Bangladeshi scientists have successfully field-tested a genetically modified (GM) potato resistant to late blight, one of the most devastating plant diseases caused by fungal attack.
After the last trial is over in February, Bangladesh Agricultural Research Institute (BARI) will approach regulators for approval of the RB (blight resistant) gene-infused potato.
Once released, GM potato will be farmers' answer to late blight, BARI officials have said.
Farmers in Bangladesh spend Tk 80 -100 crore a year in spraying 500 tonnes of fungicide to protect this major tuber crop.
With an annual output of nine million tonnes, Bangladesh is the 7th top potato-producing nation in the world.
Bangladesh apart, India, Indonesia and Uganda are also working for developing and releasing blight resistant GM potato.
Late blight, responsible for the 19th century Irish potato famine that had led to one million deaths from starvation, still affects more than 3 million hectares of potato crops globally and causes economic losses estimated at $ 2.75 billion a year, according to the International Potato Center (CIP), which is helping Uganda develop GM potato.
In Bangladesh, BARI is developing late blight resistant potato in cooperation with the Agricultural Biotechnology Support Project II (ABSPII), a USAID-funded consortium of public and private sector institutions supporting scientists, regulators, extension workers, farmers and the general public in developing countries to make informed decisions about agricultural biotechnology.
ABSPII Country Coordinator G P Das told The Daily Star on Wednesday that trial of blight resistant potato was at an advanced stage now and it was up to the Bangladeshi regulators to decide when they would release the variety.
BARI Director General Dr Md Rafiqul Islam Mondal told this correspondent on Wednesday that after getting successive positive results from the fields over the last few years, his institute initiated in the current season a 'regulatory trial' - the last requisite prior to seeking varietal approval.
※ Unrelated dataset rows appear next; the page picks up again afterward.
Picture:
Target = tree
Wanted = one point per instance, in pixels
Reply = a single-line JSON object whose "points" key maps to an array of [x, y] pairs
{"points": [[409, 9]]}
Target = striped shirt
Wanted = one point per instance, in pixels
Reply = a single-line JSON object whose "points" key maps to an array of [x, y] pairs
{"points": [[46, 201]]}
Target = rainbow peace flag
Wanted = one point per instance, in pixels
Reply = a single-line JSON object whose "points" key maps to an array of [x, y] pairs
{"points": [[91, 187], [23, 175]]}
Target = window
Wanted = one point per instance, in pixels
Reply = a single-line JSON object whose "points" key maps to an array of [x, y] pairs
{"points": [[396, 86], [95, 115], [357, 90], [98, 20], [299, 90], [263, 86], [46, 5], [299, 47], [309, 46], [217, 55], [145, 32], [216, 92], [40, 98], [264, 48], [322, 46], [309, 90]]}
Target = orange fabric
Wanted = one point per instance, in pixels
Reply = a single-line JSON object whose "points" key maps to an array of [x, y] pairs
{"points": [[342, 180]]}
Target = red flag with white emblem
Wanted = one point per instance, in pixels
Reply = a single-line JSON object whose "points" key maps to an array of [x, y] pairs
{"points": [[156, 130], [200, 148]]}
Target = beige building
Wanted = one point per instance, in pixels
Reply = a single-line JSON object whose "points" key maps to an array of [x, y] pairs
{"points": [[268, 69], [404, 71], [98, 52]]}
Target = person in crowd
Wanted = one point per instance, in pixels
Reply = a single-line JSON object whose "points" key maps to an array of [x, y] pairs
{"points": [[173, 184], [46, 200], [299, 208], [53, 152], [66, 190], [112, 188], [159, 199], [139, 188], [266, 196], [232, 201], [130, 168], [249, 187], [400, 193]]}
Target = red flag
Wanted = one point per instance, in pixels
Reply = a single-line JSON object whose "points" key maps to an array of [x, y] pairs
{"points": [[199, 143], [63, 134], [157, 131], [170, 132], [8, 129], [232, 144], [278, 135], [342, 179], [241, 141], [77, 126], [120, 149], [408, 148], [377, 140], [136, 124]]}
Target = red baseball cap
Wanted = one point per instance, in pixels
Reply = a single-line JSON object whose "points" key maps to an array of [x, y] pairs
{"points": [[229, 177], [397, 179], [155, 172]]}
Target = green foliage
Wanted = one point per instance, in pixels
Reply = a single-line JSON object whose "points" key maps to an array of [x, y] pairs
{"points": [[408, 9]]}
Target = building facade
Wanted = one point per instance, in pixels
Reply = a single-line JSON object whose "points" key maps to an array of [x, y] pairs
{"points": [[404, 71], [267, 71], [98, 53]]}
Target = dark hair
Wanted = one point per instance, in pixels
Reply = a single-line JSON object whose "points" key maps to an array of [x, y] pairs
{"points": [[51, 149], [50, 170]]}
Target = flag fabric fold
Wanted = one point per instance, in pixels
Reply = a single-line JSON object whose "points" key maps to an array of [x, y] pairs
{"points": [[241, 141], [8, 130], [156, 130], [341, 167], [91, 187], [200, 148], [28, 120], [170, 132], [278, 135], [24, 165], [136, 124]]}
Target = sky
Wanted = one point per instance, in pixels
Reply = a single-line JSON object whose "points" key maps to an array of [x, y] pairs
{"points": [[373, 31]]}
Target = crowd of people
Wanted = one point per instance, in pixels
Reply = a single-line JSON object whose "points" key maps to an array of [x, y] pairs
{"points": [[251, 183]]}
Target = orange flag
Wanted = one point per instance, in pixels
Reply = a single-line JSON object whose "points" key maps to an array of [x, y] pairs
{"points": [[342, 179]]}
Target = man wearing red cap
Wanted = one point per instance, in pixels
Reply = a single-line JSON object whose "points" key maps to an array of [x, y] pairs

"We'll seek approval from the regulators after necessary paperwork and data analysis once potato is harvested in February-March," he added.
When released, blight resistant potato will be the second commercially released GM food crop in South Asia after Bt Brinjal, which was also released by Bangladesh in 2013.
Breeders involved in developing the GM potato since 2006 at BARI said the RB gene was taken from wild potato varieties and was infused into a potato variety called Katahdin in the United States. They said it was crossed with Diamant and Cardinal -- two popular potato varieties in Bangladesh.
Md Abu Kawochar, scientific officer of BARI's Tuber Crops Research Centre (TCRC), said, "Since 2006 we've exhausted all trials from laboratory to greenhouse to field tests to multi-location tests. Now the regulatory trial is going on in six sites in the country and all these have shown positive results."
Dr Zeba I Seraj, who teaches biochemistry and molecular biology at the University of Dhaka and sits on various biosafety regulatory bodies, welcomed the scientific advancement in developing blight resistant potato. She, however, emphasised the completion of all necessary tests including toxigenicity.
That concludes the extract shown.